All the study subjects received open-label induction therapy with subcutaneous adalimumab (160 mg at baseline and 80 mg at week 2) for 1 month. At that time their clinical response was assessed and they were randomly assigned to either continue adalimumab as maintenance therapy (40 mg every other week) or to receive placebo for the remainder of the year-long study.
After week 8, patients who had Crohn’s disease flares or did not respond to treatment could switch to open-label adalimumab, 40 mg every other week, for the remainder of the year. If they continued to worsen, the dose could be escalated to 40 mg every week.
The primary efficacy end point, complete mucosal healing on endoscopy at week 12, was achieved by 27% of patients who received continuous adalimumab, compared with only 13% of those who received placebo. This difference "narrowly missed statistical significance," Dr. Rutgeerts and his associates said.
However, at 1 year the difference in rates of mucosal healing did reach statistical significance, at 24% in the adalimumab group and 0% in the placebo group, they noted.
In addition, rates of remission as defined by scores on the Crohn’s Disease Endoscopic Index of Severity (CDEIS) were significantly higher with active treatment at both 12 weeks and 1 year. And significantly more patients on active treatment achieved a 75% response in CDEIS score at both 12 weeks and 1 year.
Thus, "the ability of adalimumab to maintain mucosal healing was confirmed by two endoscopic measures," the authors noted.
The rates of mucosal healing also were significantly higher at week 12 with active therapy in the subgroup of patients who strictly complied with the study protocol. The findings at week 12 were similar across several subgroups of patients. For example, the rate of mucosal healing was 25% in patients who were using steroids at baseline and who took maintenance adalimumab vs. 13% in steroid users on placebo.
And the rate of mucosal healing was 28% in patients who didn’t use steroids at baseline but took maintenance adalimumab vs. 14% in patients who didn’t use steroids and took placebo. Mucosal healing rates also were higher with adalimumab than placebo in the subgroup of patients who had high C-reactive protein levels at baseline and in the subgroup who were taking immunosuppressants at baseline.

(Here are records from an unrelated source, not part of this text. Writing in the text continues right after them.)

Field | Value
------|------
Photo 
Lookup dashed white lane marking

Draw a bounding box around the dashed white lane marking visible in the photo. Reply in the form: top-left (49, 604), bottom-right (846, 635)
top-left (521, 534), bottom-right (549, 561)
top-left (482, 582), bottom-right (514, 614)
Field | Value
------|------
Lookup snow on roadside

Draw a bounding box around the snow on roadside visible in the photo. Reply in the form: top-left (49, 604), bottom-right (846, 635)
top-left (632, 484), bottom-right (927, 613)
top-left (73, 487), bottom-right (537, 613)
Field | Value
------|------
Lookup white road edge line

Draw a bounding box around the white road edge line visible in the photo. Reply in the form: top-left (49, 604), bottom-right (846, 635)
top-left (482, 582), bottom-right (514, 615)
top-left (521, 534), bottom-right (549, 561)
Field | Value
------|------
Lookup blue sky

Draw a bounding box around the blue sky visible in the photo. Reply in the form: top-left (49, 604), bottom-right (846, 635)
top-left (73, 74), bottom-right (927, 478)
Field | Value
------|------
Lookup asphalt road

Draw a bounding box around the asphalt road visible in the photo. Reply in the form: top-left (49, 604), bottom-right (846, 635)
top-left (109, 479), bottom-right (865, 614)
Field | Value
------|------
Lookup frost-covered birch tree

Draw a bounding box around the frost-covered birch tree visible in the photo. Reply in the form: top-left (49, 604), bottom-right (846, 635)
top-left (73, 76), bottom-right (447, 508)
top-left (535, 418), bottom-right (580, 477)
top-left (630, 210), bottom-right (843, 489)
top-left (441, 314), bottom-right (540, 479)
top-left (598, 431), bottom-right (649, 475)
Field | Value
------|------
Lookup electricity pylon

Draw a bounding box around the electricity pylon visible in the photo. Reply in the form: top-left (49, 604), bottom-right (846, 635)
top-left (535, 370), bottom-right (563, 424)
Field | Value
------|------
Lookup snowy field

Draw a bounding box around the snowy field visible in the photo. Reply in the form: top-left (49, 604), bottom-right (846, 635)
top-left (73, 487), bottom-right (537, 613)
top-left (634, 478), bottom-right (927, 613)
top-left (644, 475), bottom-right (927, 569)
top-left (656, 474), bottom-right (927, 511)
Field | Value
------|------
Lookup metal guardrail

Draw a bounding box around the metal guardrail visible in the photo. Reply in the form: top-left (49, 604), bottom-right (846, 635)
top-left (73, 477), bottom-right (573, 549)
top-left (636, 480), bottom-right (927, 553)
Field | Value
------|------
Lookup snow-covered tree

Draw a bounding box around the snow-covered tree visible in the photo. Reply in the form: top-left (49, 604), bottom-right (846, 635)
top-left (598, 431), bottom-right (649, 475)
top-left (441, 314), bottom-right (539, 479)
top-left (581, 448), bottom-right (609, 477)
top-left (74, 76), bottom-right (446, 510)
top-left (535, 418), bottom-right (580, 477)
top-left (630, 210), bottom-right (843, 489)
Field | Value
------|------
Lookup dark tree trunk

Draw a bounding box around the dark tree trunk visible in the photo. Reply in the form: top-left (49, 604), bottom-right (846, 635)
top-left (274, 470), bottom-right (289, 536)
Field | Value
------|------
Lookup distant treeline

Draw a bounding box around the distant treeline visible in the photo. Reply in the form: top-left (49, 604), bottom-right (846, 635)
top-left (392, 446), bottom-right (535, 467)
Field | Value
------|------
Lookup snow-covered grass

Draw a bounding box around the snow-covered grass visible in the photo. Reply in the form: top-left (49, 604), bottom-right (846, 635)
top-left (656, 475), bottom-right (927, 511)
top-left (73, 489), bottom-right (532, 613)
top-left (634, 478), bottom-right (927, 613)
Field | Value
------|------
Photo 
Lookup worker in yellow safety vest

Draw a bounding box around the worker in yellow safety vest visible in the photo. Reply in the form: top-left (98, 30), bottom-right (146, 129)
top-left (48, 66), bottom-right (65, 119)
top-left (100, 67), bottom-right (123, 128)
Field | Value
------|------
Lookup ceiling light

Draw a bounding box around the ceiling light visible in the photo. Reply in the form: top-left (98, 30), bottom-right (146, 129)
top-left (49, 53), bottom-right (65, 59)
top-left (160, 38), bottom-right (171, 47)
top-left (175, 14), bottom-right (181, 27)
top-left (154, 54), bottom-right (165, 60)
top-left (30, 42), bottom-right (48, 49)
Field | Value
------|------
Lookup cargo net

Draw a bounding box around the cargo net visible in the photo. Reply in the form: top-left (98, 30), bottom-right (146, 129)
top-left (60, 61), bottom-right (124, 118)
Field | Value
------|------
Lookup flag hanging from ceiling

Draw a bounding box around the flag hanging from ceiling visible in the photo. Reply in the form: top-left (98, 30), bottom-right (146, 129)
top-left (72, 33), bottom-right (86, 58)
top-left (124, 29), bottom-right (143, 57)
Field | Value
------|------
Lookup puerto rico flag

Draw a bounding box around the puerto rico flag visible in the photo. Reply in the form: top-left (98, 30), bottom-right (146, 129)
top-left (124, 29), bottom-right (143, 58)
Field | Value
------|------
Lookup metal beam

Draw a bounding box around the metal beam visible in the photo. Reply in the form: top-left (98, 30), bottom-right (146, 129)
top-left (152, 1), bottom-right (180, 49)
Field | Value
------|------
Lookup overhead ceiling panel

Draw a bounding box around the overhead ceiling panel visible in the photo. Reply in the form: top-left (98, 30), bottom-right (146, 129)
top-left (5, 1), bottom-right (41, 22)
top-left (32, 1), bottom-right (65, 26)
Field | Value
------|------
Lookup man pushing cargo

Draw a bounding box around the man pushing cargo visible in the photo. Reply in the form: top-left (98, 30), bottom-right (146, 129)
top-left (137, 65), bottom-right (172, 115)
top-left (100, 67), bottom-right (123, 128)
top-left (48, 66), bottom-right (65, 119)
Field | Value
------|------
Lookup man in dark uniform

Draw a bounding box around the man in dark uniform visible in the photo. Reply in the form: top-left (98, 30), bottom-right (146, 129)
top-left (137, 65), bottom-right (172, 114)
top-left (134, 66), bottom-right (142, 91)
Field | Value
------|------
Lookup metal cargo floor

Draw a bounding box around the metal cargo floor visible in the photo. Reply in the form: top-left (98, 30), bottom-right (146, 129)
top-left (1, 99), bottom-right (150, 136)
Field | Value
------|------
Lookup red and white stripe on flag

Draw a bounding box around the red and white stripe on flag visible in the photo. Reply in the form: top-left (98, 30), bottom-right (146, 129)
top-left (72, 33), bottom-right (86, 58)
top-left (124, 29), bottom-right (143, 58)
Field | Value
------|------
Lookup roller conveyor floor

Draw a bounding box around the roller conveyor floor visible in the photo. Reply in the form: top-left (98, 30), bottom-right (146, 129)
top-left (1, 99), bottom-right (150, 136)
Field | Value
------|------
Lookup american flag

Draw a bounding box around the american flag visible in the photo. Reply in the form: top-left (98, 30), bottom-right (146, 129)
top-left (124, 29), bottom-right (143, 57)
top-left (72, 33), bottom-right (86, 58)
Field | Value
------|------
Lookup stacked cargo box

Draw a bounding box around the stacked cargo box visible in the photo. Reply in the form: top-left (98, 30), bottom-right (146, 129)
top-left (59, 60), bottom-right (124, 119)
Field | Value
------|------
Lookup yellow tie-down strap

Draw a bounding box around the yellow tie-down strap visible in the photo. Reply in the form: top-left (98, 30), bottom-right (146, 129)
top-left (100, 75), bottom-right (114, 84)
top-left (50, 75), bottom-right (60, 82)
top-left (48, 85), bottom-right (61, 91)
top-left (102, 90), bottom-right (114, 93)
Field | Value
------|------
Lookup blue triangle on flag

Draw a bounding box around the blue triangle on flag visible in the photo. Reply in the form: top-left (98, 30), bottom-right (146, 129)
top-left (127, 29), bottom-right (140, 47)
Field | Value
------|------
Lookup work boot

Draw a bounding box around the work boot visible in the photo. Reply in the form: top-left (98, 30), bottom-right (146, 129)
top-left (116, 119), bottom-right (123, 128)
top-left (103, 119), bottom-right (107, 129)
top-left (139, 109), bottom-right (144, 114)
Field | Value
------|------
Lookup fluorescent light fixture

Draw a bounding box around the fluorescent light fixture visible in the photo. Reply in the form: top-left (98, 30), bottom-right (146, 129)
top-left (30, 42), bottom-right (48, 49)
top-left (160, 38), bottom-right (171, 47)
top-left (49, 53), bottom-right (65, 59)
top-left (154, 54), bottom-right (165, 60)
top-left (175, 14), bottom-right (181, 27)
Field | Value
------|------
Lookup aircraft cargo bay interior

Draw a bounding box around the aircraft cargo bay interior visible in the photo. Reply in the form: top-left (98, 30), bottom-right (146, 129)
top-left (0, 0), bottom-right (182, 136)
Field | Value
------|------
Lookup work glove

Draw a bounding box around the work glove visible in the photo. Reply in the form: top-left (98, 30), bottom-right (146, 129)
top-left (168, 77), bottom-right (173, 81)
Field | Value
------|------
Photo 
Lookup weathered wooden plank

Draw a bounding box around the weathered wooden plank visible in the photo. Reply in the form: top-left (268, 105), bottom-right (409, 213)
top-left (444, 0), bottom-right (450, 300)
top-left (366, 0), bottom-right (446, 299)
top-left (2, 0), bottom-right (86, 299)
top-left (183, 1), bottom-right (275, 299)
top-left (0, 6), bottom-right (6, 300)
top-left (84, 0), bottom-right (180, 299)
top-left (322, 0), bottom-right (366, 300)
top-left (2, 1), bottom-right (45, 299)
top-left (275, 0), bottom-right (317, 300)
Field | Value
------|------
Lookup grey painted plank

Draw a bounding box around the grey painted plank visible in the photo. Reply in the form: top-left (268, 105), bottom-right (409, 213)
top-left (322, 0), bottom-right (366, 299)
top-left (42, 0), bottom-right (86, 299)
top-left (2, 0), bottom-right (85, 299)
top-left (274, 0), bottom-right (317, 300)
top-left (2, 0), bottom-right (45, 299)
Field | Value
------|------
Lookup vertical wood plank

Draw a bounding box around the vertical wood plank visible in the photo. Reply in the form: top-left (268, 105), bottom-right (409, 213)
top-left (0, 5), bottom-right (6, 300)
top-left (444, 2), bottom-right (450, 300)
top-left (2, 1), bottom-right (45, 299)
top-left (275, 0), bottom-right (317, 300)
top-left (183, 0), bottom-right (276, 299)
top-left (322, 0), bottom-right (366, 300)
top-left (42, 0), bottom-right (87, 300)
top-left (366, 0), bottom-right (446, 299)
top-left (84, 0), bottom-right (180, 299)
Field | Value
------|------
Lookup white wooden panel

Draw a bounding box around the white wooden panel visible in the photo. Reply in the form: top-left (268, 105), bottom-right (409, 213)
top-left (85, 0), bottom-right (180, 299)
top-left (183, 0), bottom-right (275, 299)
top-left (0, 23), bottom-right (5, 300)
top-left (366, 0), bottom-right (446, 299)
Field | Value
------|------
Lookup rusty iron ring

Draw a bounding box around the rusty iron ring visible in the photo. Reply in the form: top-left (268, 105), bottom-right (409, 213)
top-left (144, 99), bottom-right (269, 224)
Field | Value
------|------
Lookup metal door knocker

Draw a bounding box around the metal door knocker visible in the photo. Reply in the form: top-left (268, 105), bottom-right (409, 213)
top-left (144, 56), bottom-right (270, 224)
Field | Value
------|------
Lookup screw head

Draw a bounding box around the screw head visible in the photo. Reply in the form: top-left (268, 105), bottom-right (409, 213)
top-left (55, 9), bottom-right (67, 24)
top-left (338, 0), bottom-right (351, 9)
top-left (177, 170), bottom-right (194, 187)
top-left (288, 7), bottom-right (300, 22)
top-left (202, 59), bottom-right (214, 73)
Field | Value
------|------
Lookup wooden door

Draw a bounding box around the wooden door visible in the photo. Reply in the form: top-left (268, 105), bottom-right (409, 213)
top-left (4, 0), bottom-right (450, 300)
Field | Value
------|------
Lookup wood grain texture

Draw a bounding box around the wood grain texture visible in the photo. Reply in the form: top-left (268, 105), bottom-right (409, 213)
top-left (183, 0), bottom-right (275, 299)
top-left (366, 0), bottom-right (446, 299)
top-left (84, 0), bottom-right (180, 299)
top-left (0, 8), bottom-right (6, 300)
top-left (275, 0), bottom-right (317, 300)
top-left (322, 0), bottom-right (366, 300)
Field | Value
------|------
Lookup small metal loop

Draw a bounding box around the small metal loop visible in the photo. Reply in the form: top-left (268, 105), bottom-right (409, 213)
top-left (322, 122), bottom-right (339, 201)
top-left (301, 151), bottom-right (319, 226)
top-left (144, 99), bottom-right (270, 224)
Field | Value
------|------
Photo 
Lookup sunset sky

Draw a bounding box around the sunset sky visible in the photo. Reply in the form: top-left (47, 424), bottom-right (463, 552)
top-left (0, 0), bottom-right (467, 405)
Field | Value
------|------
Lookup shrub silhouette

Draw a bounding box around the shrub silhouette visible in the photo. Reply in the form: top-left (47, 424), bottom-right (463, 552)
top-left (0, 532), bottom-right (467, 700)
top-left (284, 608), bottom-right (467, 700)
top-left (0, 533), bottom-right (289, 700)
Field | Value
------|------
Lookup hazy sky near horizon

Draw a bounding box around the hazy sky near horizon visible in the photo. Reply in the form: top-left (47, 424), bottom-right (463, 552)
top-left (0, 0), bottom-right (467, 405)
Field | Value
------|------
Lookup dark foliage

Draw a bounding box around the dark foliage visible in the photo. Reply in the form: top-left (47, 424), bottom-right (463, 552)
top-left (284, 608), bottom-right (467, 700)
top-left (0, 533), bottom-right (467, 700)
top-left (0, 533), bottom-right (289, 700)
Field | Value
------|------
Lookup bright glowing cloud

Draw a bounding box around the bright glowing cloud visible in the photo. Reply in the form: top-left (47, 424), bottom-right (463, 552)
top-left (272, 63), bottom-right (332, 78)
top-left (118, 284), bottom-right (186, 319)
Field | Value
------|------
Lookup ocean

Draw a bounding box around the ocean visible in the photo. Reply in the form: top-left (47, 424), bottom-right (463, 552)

At 1 year, 36% of patients taking maintenance adalimumab achieved a decrease in Crohn’s Disease Activity Index (CDAI) score of at least 100 points from baseline, compared with only 14% of those taking placebo. And 41% of patients taking maintenance adalimumab achieved a CDAI decrease of at least 70 points from baseline, compared with only 14% of those taking placebo.
The most common adverse events were infections, and they were more common in the adalimumab group (55%) than in the placebo group (34%). There were five serious infections during the study: one case each of anal abscess, perianal abscess, vulvar abscess, herpes zoster, and tonsillitis.
There were no deaths and no cases of cancer, demyelinating disorder, allergic reaction, lupus-like syndrome, or tuberculosis.